Authored by reames on Jun 3 2021, 8:21 AM.

Details

Summary

This builds on D103584. The change eliminates the coupling between unroll heuristic and implementation w.r.t. knowing when the passed in trip count is an exact trip count or a max trip count. In theory the new code is slightly less powerful (since it relies on exact computable trip counts), but in practice, it appears to cover all the same cases. It can also be extended if needed.

The test change shows what appears to be a bug in the existing code around the interaction of peeling and unrolling. The original loop only ran 8 iterations. The previous output had the loop peeled by 2, and then an exact unroll of 8. This meant the loop ran a total of 10 iterations which appears to have been a miscompile.

Diff Detail

Event Timeline

reames created this revision.Jun 3 2021, 8:21 AM
reames requested review of this revision.Jun 3 2021, 8:21 AM
Herald added a project: Restricted Project. · View Herald TranscriptJun 3 2021, 8:21 AM
nikic added inline comments.Jun 3 2021, 1:00 PM
llvm/lib/Transforms/Utils/LoopUnroll.cpp
380

I don't like this. This not resulting in regressions just means we have bad test coverage. I've added an extra test in https://reviews.llvm.org/rG33e41eaecdd7 that should fail after this change.

It would be better to base this on the exact trip count of ExitingBlock (below) and then generalize from there.

772

I think it would be better to clamp ULO.Count to MaxTripCount upfront, and avoid these special cases for MaxTripCount and ExactTripCount. It both makes the code simpler, and the unrolling result simpler.

This is actually already done at Effectively "DCE" unrolled iterations above, but we should do it based on the MaxTripCount, not ULO.TripCount.

reames updated this revision to Diff 349673.Jun 3 2021, 1:31 PM

address review comment

reames added inline comments.Jun 3 2021, 1:33 PM
llvm/lib/Transforms/Utils/LoopUnroll.cpp
380

Good suggestion, incorporated.

JFYI, ExitingBI is on my list to kill, but not in this patch. :)

772

I'm not quite sure what you're asking for. It sounds like maybe you want me to change how many iterations we unroll when ULO.Count > MaxTripCount?

If so, I definitely request that be a separate patch. I'm trying to avoid large test diffs with each incremental patch and changing too much at once makes the test diffs really hard to understand.

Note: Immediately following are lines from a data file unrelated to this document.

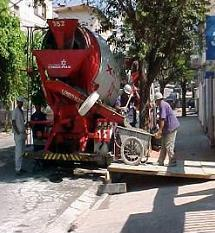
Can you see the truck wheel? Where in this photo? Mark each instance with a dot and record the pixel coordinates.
(132, 151)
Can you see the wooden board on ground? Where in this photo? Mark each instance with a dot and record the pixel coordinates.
(189, 169)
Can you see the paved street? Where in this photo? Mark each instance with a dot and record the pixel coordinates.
(33, 202)
(160, 204)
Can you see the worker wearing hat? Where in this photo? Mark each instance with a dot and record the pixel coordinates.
(18, 124)
(126, 106)
(168, 125)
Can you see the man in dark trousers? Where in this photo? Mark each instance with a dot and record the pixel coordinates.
(38, 129)
(168, 125)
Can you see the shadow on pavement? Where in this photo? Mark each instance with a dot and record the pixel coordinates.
(171, 215)
(44, 171)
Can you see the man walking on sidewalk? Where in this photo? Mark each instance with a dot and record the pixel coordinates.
(168, 125)
(18, 124)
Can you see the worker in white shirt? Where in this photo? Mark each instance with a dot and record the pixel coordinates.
(18, 124)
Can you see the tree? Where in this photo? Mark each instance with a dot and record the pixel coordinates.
(155, 31)
(12, 58)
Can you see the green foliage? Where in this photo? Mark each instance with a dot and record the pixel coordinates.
(13, 80)
(155, 31)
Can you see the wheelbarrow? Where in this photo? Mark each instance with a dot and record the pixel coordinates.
(132, 145)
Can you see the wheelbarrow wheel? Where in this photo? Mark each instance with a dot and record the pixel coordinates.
(132, 151)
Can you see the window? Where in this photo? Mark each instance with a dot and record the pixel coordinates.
(40, 10)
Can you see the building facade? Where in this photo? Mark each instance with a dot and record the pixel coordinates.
(31, 15)
(206, 76)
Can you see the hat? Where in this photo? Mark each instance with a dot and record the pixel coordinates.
(20, 99)
(158, 96)
(127, 89)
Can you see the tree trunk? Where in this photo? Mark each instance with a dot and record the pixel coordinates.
(144, 99)
(162, 86)
(184, 90)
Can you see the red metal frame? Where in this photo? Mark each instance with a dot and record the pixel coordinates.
(63, 70)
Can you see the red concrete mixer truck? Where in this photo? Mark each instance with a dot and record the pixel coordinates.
(80, 82)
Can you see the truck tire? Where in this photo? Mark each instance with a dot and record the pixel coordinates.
(132, 151)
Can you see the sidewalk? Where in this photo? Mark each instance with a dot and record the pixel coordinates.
(160, 204)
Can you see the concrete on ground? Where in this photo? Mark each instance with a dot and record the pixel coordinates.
(160, 204)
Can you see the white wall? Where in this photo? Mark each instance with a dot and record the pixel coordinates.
(26, 12)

nikic accepted this revision.Jun 3 2021, 1:57 PM

LGTM

llvm/lib/Transforms/Utils/LoopUnroll.cpp
415

nit: Space after comma.

760–774

nit: Stray semicolon.

770

It may make sense to move the if (j == 0) return false; case to the start, as it's always the same. With that done, you should be able to drop the separate check for ExactUnroll, as the ExactTripCount case below should cover it.

772

Fair enough, I'm happy to have that in a followup. I mainly suggested it here because we would not have to worry about j >= MaxTripCount situations.

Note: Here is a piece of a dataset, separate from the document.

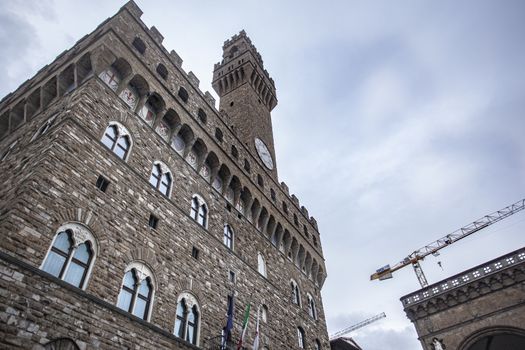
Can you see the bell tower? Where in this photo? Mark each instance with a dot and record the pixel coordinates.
(247, 95)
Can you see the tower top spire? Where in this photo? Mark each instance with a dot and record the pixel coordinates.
(247, 95)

This revision is now accepted and ready to land.Jun 3 2021, 1:57 PM
This revision was landed with ongoing or failed builds.Jun 3 2021, 2:10 PM
This revision was automatically updated to reflect the committed changes.
reames added inline comments.Jun 3 2021, 2:20 PM
llvm/lib/Transforms/Utils/LoopUnroll.cpp
770

Landed as is, then did this in cddcc4cf. This code is complicated enough that I want something easy to revert if this final style change turns out be buggy. :)

772

I'm definitely going to hold on doing that until after we split out peeling. I don't believe the current logic is even correct when there's a non-zero peel count. I don't want to build on it yet.